The list of approved DLIs
Students are cautioned that they cannot travel to Canada before their DLI is added to the IRCC list of approved institutions: “If your DLI isn’t included below, you can’t travel to Canada to study at this time. If you try to travel to Canada when your DLI isn’t included, you may not be allowed to board your flight or you may be turned away at the port of entry.”
Currently included – as of 27 October – on the list are all public and independent primary and secondary schools in British Columbia, Manitoba, New Brunswick, Prince Edward Island, and Quebec. Schools in all other provinces and territories are not approved to receive international students at this time.

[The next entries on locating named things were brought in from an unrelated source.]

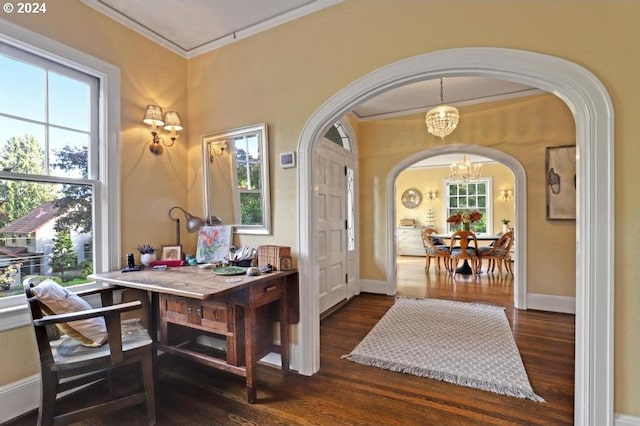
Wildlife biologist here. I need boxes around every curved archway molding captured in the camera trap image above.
[387,144,527,309]
[296,48,614,425]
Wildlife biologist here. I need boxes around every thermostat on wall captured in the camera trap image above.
[280,151,296,169]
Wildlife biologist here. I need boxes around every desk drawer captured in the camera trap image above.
[249,282,284,306]
[160,295,229,333]
[201,301,231,332]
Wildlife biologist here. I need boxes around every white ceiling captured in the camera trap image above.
[82,0,542,127]
[82,0,342,58]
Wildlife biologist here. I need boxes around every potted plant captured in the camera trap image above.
[138,244,157,266]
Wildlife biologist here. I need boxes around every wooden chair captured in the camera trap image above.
[25,284,156,425]
[448,231,480,277]
[478,231,513,275]
[422,228,449,272]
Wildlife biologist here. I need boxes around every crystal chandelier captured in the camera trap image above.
[449,155,482,182]
[424,77,460,139]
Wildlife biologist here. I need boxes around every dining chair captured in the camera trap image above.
[478,231,513,275]
[448,231,480,277]
[422,228,449,272]
[25,279,156,425]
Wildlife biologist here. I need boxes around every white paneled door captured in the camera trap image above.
[315,139,356,313]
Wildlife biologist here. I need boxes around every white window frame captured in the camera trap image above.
[442,176,494,235]
[0,19,121,331]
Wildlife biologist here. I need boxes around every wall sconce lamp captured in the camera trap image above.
[142,105,182,155]
[498,189,513,201]
[209,141,227,163]
[169,206,222,245]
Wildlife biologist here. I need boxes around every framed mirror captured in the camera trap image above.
[202,123,271,235]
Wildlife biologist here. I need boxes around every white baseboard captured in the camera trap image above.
[360,279,391,296]
[614,414,640,426]
[527,293,576,315]
[0,374,40,423]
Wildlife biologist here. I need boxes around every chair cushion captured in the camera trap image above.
[31,279,107,347]
[451,247,476,257]
[478,247,507,256]
[427,247,449,255]
[51,318,152,364]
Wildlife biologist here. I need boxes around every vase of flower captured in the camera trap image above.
[138,244,157,266]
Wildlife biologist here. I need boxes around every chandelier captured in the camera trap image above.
[424,77,460,139]
[449,155,482,182]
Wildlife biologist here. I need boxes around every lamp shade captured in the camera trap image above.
[425,105,460,138]
[184,212,205,232]
[142,105,164,126]
[164,111,182,132]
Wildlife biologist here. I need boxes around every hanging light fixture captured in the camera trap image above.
[449,155,482,182]
[424,77,460,139]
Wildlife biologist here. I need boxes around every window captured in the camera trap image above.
[0,24,120,318]
[233,133,262,225]
[444,178,493,233]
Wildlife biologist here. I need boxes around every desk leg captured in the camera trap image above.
[149,291,160,377]
[280,278,289,375]
[244,306,258,404]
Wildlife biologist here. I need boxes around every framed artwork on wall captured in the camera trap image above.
[545,145,577,220]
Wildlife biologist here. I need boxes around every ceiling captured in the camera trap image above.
[82,0,542,131]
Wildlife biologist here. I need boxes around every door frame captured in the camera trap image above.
[298,47,615,425]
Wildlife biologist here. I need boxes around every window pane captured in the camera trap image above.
[49,127,89,179]
[0,117,45,174]
[240,192,262,225]
[0,55,45,121]
[49,72,91,132]
[0,180,93,297]
[0,131,45,175]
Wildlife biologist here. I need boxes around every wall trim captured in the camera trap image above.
[0,374,40,423]
[527,293,576,314]
[360,279,395,296]
[616,414,640,426]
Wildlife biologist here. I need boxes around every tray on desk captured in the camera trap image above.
[213,266,247,275]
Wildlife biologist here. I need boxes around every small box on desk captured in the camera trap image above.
[258,246,291,271]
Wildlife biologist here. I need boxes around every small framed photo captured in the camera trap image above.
[280,151,296,169]
[162,246,182,260]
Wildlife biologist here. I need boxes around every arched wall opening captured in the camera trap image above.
[296,48,614,425]
[387,144,527,309]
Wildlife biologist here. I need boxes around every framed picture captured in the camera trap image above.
[196,225,232,263]
[545,145,577,220]
[162,246,182,260]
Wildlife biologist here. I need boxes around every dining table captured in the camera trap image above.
[429,233,500,275]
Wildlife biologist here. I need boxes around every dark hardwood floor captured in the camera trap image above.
[10,257,574,426]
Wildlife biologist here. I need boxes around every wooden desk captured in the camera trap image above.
[89,266,299,403]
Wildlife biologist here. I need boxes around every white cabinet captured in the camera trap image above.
[396,226,425,256]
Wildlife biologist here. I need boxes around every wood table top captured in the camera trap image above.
[88,266,297,299]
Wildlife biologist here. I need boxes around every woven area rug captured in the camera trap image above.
[343,297,544,402]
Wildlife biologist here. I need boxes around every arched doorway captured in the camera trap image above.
[387,144,527,309]
[298,48,614,425]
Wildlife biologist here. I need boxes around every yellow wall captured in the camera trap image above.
[395,162,514,234]
[0,0,640,416]
[0,0,188,392]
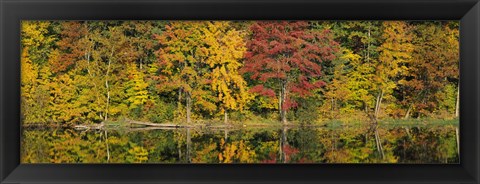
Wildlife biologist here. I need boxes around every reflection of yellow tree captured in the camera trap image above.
[126,144,148,163]
[218,139,256,163]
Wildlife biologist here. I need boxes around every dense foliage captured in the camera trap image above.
[21,21,459,126]
[21,125,459,164]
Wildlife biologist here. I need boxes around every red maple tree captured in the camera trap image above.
[242,21,338,123]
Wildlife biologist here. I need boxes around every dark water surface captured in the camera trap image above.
[21,125,459,163]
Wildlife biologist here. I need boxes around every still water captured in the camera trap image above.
[21,126,459,163]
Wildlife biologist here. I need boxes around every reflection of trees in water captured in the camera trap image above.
[21,126,459,163]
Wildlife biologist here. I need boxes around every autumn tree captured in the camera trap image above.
[401,22,459,117]
[374,21,414,118]
[243,21,337,123]
[202,21,251,123]
[155,21,217,123]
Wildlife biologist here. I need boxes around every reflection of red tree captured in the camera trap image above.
[262,153,277,164]
[283,144,299,163]
[262,145,308,164]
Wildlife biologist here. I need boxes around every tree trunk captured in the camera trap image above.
[105,47,114,121]
[105,130,110,163]
[375,90,383,119]
[186,128,192,163]
[185,92,192,124]
[375,128,385,160]
[280,81,287,124]
[455,127,460,158]
[223,109,228,124]
[455,83,460,117]
[404,105,412,119]
[280,126,287,163]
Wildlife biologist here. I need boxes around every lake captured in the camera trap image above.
[21,125,459,163]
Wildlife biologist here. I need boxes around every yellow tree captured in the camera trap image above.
[154,21,217,123]
[125,63,148,115]
[202,21,251,123]
[374,21,414,118]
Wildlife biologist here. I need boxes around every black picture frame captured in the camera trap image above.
[0,0,480,183]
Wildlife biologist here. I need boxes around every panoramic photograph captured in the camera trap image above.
[20,20,460,164]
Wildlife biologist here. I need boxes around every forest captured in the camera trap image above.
[20,21,459,127]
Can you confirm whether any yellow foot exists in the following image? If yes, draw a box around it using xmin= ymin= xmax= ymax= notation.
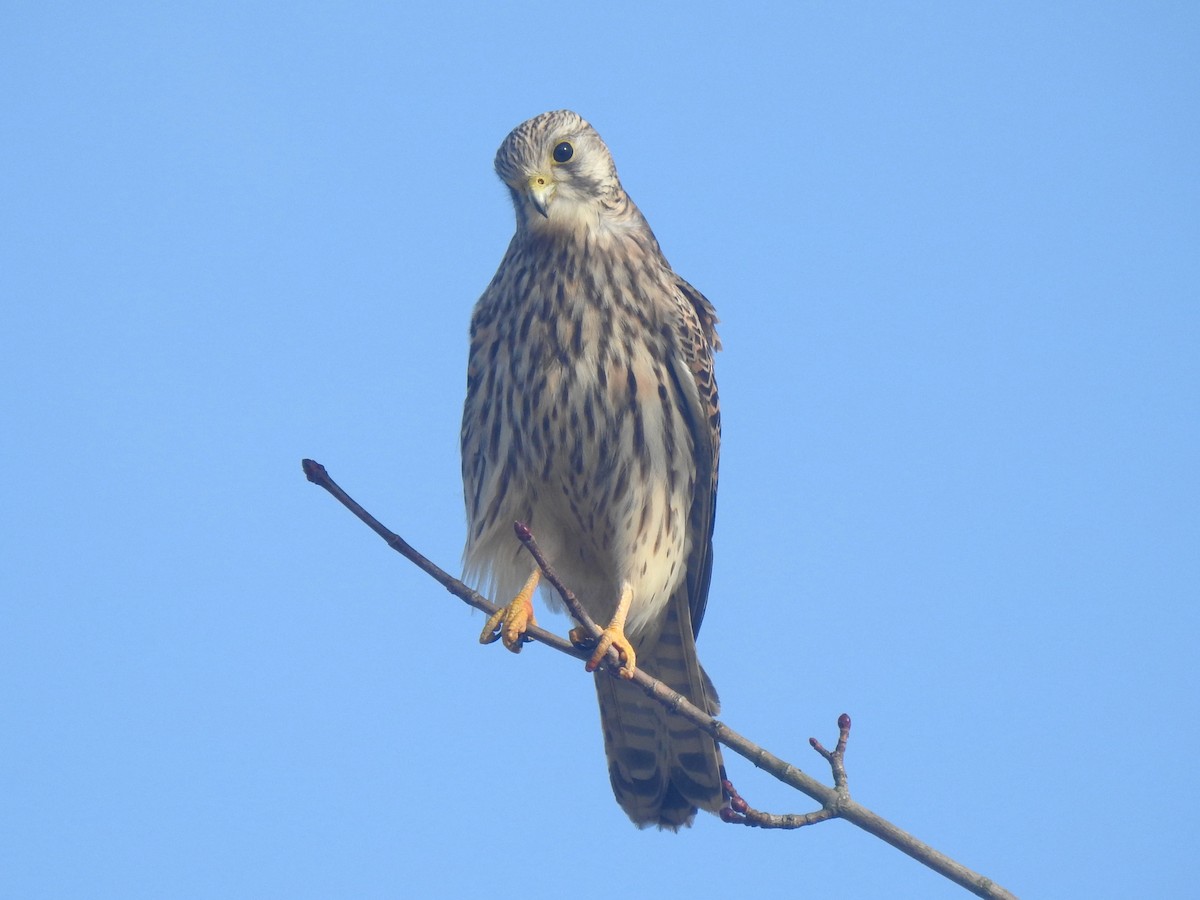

Also as of 27 October, there are 558 post-secondary institutions, including colleges, universities, private training institutes, and language schools, on the approved DLI list. Roughly two thirds are in Quebec. There are currently no approved post-secondary DLIs in the Northwest Territories, Nova Scotia, or Nunavut.
IRCC regularly updates its DLI listing regularly as more institutions have their COVID-19 readiness plans approved by their respective provincial or territorial governments.